In a general sense counter-rhythm or counterpoint would apply. Lots of people focus more on the pitch against pitch, the harmonic aspect, of counterpoint. But rhythm against rhythm is the other part. In counterpoint ratios like
1:4, etc. mean one note against one, one note against two, etc. Those are combined rhythms, or "layers" of rhythm.
Composite rhythm is another term to be aware of. That's the combined result of rhythms. So if one rhythm was eight notes and another was dotted eight plus sixteenth, the resulting composite rhythm is one eight plus two sixteenths...
Understanding composite rhythm can be very helpful for one person playing two rhythms at once like a pianist of drummer. Also, it helps when counting more complex polyrhythms.
...layering of loops of different lengths...
The thing that really matters is whether the different lengths conflict with a clear meter. When the beat is divided by 2 or 3 in basic meters like
6/8 the typically with reinforce the beat. That's normal so there isn't a lot of technical language to describe it. You normally just say "long" or "short", specific note values like "dotted eighth", etc. You can speak of the beat, subdivision, and multiple levels, but that's just the same as "beat", "shorter than the beat", and "longer than the beat".
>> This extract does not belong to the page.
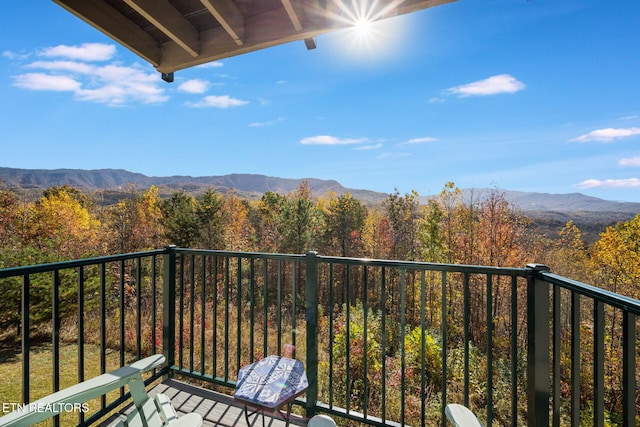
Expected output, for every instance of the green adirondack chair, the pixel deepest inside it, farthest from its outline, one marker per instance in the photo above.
(147, 411)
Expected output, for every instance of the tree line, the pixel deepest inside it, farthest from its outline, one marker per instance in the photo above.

If the different lengths don't fit neatly into simple divisions/multiples of the beat, you can bring in special terms like polyrhythm. Or, depending on how the different lengths are achieved you might talk about phase like is the music of Steve Reich.
In the clip you provided I didn't hear anything special rhythmically. It sounded like basic beat subdivision and very metrically regular. That isn't surprising for styles that are supposed to have a solid groove, or trance feel. You could probably find other EDM experimenting with odd layering, but it will likely have an more agitated feel.